Texas applied for the materials through the federal government’s General Services Administration and, when the transfer was approved, paid $2 million to have the panels hauled to Eagle Pass, Texas, the Tribune reported. The Texas Tribune story noted Texas officials didn’t have to say how they planned to use the border wall materials if awarded.
Arizona’s state legislature also has said it plans to build a “physical border fence” on state land, Tucson.com reported in February.
Ernst relied on a year-old report when she said how much the federal government was paying to secure unused border wall materials.
The Defense Department confirmed that immediately after Biden ended border wall construction, the ongoing costs were from $3 to $4 million per day. This included winding down contracts and figuring out what to do with wall materials — not just guarding the goods.
However, it’s been nearly a year since that Republican report used the $3 million per day figure. If the Fact Checker could get an updated answer from the Defense Department in just a couple of days, Ernst could have done the same thing.
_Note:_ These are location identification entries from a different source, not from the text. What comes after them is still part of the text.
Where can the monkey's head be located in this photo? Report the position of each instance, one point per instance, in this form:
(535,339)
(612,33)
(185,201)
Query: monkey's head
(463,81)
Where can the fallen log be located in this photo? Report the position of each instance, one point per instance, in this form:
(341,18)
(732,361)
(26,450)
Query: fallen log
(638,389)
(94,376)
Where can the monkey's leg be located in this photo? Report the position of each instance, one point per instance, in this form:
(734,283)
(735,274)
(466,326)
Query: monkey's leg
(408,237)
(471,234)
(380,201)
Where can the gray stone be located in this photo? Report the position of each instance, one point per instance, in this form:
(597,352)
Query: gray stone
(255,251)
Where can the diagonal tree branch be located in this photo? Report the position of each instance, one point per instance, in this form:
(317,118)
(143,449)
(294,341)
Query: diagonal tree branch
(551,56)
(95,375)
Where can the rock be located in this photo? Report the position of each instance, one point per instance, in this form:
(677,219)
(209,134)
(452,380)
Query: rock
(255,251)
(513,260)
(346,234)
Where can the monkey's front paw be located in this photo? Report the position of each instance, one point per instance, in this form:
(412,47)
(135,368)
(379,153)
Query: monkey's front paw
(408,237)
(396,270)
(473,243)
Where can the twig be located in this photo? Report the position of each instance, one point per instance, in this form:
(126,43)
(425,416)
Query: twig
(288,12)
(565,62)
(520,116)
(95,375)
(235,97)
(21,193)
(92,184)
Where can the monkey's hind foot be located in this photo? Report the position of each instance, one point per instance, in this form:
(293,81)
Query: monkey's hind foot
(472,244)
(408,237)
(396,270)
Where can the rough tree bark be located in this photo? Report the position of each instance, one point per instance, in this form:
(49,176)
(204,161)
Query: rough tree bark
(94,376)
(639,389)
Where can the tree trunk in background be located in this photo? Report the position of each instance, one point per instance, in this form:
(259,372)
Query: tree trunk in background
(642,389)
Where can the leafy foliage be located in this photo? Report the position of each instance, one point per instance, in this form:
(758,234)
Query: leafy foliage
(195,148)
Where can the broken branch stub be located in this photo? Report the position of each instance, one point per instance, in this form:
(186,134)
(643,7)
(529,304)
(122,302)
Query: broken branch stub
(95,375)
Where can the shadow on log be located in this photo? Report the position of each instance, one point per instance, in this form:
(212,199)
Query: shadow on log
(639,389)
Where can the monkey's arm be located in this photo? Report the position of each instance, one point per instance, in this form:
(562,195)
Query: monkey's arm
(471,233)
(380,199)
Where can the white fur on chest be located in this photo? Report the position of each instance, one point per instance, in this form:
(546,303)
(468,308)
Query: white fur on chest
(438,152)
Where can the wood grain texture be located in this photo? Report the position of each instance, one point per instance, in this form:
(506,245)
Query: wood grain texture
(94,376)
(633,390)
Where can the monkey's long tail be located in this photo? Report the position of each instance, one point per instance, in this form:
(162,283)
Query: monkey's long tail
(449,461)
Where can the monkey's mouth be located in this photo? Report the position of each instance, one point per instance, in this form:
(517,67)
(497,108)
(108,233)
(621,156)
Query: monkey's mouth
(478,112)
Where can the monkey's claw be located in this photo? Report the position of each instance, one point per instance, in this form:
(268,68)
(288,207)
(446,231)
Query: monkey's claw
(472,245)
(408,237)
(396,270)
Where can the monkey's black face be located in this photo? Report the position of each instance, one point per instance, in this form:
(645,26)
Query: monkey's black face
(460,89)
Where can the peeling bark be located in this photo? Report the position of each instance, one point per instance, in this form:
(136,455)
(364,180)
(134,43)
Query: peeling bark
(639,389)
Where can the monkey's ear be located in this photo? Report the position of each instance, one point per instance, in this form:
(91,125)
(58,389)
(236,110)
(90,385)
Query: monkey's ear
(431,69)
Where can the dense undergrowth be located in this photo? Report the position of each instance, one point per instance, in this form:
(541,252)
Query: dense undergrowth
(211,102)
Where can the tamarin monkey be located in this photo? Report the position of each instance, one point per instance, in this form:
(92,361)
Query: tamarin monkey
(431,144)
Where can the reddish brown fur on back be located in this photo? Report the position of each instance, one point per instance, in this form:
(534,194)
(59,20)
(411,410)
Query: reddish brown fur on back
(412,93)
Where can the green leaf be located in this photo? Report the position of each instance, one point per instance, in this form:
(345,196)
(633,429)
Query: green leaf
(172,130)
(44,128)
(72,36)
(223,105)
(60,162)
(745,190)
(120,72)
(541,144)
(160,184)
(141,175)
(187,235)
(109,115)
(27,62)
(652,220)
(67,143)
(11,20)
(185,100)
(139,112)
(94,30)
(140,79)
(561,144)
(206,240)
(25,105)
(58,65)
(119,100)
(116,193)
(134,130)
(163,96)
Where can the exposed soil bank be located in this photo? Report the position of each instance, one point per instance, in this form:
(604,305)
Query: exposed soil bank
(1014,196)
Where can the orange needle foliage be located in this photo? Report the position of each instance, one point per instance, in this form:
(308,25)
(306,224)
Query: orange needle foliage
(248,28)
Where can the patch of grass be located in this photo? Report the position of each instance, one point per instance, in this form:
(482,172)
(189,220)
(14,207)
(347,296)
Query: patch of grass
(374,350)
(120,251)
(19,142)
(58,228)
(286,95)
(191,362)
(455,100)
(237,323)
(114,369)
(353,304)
Don’t get us wrong, $88,000 per day is a lot of money. But it’s less than 3 percent of the outdated number Ernst used. And it will likely keep going down as border wall materials are offloaded.
Which gets back to the BUILD IT Act Ernst has proposed. She and other Republicans want Congress to allow the federal government to give unused steel panels and other materials to the states so they can continue to build a border wall.
Based on the $6 million in materials going to Texas through the federal surplus program, that’s already happening.
Grade: If Ernst had made this claim last summer, she’d get an A. But with updated information — which a U.S. senator could have easily gotten — the $3 million-per-day number is way off. We give her a D.